If you are using active dry yeast, then you may need to let it sit in the water for 10 minutes before adding the other ingredients or else it could take a lot longer to raise the dough.


  1. In a large bowl combine the water, yeast, salt, oil, honey, and whole wheat flour. Mix well to dissolve the salt completely.
  2. Add the white flour and mix to a dough. *Desired dough temperature 25C (77F). If your dough is warmer, then it will ferment more rapidly. If it is cooler, then it will take longer.

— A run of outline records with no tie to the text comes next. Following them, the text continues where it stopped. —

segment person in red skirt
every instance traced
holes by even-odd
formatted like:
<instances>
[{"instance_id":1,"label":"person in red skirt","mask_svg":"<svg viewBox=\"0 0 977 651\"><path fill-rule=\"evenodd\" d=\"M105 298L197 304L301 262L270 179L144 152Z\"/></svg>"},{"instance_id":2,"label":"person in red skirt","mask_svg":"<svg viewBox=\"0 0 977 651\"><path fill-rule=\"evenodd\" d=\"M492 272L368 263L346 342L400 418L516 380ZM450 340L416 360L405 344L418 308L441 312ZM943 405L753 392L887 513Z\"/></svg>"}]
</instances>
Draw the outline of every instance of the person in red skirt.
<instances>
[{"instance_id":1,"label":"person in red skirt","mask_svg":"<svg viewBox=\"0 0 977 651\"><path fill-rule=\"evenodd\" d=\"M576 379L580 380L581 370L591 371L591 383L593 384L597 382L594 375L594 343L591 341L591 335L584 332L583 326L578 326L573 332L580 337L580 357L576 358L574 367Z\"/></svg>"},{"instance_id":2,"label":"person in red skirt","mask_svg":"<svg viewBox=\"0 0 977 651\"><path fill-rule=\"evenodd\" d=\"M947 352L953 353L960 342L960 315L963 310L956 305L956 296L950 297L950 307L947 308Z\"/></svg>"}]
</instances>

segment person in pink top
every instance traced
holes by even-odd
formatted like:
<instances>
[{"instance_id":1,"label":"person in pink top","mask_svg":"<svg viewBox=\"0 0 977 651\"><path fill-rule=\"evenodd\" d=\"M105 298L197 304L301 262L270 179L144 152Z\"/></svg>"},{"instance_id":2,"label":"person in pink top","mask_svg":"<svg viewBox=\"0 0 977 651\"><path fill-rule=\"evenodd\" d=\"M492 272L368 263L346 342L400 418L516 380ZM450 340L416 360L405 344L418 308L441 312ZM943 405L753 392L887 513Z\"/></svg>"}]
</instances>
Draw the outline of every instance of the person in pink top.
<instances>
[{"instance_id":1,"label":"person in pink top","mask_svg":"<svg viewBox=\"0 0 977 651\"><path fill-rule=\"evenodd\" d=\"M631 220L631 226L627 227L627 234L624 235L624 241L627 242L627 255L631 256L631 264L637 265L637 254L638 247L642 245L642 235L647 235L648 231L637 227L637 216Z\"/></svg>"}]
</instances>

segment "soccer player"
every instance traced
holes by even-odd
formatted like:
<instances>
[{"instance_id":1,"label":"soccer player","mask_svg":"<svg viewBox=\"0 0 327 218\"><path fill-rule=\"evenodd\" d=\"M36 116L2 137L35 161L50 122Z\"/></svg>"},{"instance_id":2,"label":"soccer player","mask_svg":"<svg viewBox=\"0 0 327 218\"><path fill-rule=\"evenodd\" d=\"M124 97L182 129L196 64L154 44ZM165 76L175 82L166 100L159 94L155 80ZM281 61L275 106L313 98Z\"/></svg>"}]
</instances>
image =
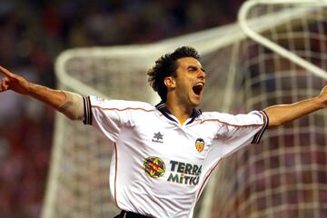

Adjust proofing time accordingly.
  3. Cover and ferment for 40 minutes.
  4. Fold.
  5. Ferment for 40 minutes.
  6. Divide the dough into 5 equal pieces and shape into balls.
  7. Rest for 30 minutes.
  8. Shape the bagels. See video for instructions.
  9. Boil the bagels in the water, honey, soda solution for no more than 20 seconds per side.
  10. Place on a rack to drain and leave to cool down for 10 minutes.
  11. Brush the bagels with egg and sprinkle with seeds. Move them to a non-stick paper lined tray.
  12. Cover and cold proof for around 12 hours.
  13. The next day bake the bagels in a pre-heated oven at 210C (410F) for 20 minutes.

Leave to cool down slightly and enjoy!


Keep in mind that the conditions in each kitchen are different, so fermentation times may vary for you. It is up to the baker to control the bread and react accordingly.

Your oven may be different too, so your baking time may vary.